Without widespread vaccination of populations in the Global South, the development of new variants will continue, hindering any progress achieved with currently available vaccines.
“Delta rose out of an unvaccinated population in India earlier this year, and look at Omicron, it arose out of an unvaccinated population out of southern Africa,” said Hotez in an interview. “As long as we refuse to vaccinate Africa, Asia, and Latin America, [Mother Nature] will continue to throw variants around the world and it’s amazing that people do not seem to understand that. They somehow think that if they vaccinate their own populations in Europe and North America that seems to be good enough, and it’s not.”
Despite receiving public funding for research and development, major vaccine producers have profited and have maintained patents that prevent the production of generic versions by other companies. While the issue is not black and white and many argue that lifting vaccine patents is not a blanket solution to global distribution bottlenecks, many public health activists indicate that easing patent protections on COVID-19 vaccines will help speed up the end of the pandemic.

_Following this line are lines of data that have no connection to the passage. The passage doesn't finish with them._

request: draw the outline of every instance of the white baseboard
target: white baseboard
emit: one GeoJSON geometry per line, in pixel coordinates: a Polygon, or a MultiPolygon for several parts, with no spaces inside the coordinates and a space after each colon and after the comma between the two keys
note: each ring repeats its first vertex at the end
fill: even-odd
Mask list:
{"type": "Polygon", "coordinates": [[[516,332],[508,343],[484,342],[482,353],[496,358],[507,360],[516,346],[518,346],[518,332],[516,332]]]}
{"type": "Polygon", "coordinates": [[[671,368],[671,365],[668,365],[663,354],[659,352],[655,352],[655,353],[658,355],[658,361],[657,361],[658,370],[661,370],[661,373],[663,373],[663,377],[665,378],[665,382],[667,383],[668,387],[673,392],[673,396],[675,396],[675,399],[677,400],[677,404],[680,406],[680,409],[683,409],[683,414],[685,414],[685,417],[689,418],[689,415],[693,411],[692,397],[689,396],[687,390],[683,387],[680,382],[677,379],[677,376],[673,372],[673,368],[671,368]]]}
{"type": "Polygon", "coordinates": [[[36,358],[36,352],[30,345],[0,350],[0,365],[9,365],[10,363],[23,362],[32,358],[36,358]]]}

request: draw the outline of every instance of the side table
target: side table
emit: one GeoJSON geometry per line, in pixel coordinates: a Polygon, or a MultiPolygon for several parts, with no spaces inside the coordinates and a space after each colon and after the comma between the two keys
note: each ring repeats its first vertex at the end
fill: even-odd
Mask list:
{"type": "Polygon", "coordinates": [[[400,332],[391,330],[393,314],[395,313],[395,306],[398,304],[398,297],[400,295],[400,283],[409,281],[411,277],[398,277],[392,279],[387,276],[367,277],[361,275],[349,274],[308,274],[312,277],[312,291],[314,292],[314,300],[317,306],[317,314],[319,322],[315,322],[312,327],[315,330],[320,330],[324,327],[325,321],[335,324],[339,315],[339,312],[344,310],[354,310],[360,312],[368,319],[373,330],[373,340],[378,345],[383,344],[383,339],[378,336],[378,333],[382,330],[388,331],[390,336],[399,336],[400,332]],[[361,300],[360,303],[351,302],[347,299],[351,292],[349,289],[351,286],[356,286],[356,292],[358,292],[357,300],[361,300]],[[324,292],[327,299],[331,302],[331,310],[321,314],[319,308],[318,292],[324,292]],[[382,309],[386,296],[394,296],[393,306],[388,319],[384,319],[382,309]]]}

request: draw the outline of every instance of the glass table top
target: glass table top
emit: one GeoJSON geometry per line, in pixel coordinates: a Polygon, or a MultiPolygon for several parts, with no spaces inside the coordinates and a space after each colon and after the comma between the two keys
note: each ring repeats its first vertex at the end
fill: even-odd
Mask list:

Hotez and Bottazzi are not seeking compensation for their invention, and received little support from the US government for its development. Corbevax was developed with the support of mostly private investors — who donated $7 million USD — and without a patent, and was recently transferred to an Indian-based biotech company, Biological E. (BioE), which plans to produce more than 1 billion doses in 2022. 150 million doses are currently ready for deployment.
While Corbevax is promising, its real-world impact is still unclear. Though its safety and efficacy has been evaluated, limited clinical data was released by BioE, which Hotez has attributed to their being a small manufacturer. “They’ve assured us they’re working on getting that out as fast as possible. Remember, it’s a smaller company. They’re not one of the big multinationals,” he said in an interview with the Washington Post.
Against the Delta variant, >80% efficacy was observed “for the prevention of symptomatic infections based on published studies”. No data with regards to Omicron has been made available.
While the outcome remains to be seen, the sentiment behind Corbevax shouldn’t be understated as this is the first vaccine developed with global equity in mind. “The vaccine can be made locally all over the world, and we’ve now transferred [it] out to producers in India, Indonesia, Bangladesh, and Botswana,” wrote Hotez in a Tweet. “We do not plan to make money on this, it is a gift to the world.”